Each of the divided groups forms clusters. That is, the data is
divided into k groups, each consisting of one or more data objects.
The process of dividing into groups is performed in a manner that
minimizes a cost function such as dissimilarity between groups
based on distance, and in this process, the similarity between data
objects in the same group increases, and the similarity with the
data objects in other groups decreases.

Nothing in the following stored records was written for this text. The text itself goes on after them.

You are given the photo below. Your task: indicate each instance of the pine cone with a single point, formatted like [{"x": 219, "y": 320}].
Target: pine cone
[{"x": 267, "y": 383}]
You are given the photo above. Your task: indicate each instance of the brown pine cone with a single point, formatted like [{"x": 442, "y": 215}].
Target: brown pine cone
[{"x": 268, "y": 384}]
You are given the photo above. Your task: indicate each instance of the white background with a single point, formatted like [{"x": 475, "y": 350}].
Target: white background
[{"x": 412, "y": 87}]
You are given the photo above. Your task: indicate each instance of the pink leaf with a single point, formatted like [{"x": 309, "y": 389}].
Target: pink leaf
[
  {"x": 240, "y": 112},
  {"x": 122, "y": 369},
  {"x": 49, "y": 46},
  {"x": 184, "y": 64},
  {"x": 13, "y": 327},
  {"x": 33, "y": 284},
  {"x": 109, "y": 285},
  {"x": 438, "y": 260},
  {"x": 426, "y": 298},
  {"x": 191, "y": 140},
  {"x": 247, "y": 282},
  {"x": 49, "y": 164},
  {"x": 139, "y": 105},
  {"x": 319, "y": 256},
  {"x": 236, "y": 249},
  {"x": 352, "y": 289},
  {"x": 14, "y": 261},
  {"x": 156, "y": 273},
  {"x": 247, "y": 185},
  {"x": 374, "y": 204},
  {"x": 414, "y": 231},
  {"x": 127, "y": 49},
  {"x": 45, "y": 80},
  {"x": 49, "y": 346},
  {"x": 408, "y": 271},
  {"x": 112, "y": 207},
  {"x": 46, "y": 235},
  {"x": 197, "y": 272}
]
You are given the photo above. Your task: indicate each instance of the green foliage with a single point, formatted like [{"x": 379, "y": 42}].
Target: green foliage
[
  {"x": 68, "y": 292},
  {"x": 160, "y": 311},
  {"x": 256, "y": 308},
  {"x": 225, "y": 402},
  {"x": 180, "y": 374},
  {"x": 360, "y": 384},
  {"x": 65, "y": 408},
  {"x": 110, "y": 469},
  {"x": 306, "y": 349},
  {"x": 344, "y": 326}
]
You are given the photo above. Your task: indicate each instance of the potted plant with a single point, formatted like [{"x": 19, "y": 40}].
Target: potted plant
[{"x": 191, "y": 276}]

The k-means algorithm
determines the sum of squares of the distance between the centroid
of each group and the data objects in the group as a cost function,
and performs clustering by updating the group belonging to each
data object in the direction that minimizes this function
value.
[0008] The present inventors have made efforts to overcome the
above-described disadvantages and to develop a method capable of
quickly and inexpensively diagnosing the overall pattern of
detectable nucleic acid biomarkers in a patient's biological
sample, and as a result, have found that it is possible to develop
a method of modeling an artificial nucleotide sequence having
optimal selectivity for multiple nucleic acid biomarkers by using
thermodynamic principles, comprising k-means clustering algorithms,
and social network analysis, and it is possible to quickly and
accurately detect multiple nucleic acids by the method, thereby
completing the present invention.
DISCLOSURE
Technical Problem
[0009] An object of the present invention is to provide a method
for designing an artificial nucleotide sequence for binding to
multiple nucleic acid biomarkers.
[0010] Another object of the present invention is to provide a
multiple-nucleic-acid probe using the artificial nucleotide
sequence.
[0011] Yet another object of the present invention is to provide a
method of detecting multiple nucleic acids using the artificial
nucleotide sequence.
Technical Solution
[0012] The present invention provides a method for designing an
artificial nucleotide sequence for binding to multiple nucleic acid
biomarkers, the method comprising steps of: a) preparing each
random analog sequence (standard sequence) set having similarity to
target nucleic acids;
[0013] b) selecting two analog sequences having the highest
hybridization profile similarity among the analog sequence set by
using a nearest-neighbor algorithm;
[0014] c) setting multiple equilibrium reactions of a
triple-stranded sequence consisting of the two selected analog
sequences and an arbitrary nucleic acid sequence, and selecting a
common complement, which indicates the sum of the highest
equilibrium constants (K), by using the following Equation 1:
[Analog A]+[Complement]=[Complex.sub.A] . . . .DELTA.G.sub.A=-RT ln
K.sub.A
[Analog B]+[Complement]=[Complex.sub.B] . . . .DELTA.G.sub.B=-RT ln
K.sub.B
K.sub.A=[Complex.sub.A]/[Analog
A][Complement]=x.sub.A(4-x.sub.A-x.sub.B)/(1-x.sub.A)(2-x.sub.A-x.sub.B)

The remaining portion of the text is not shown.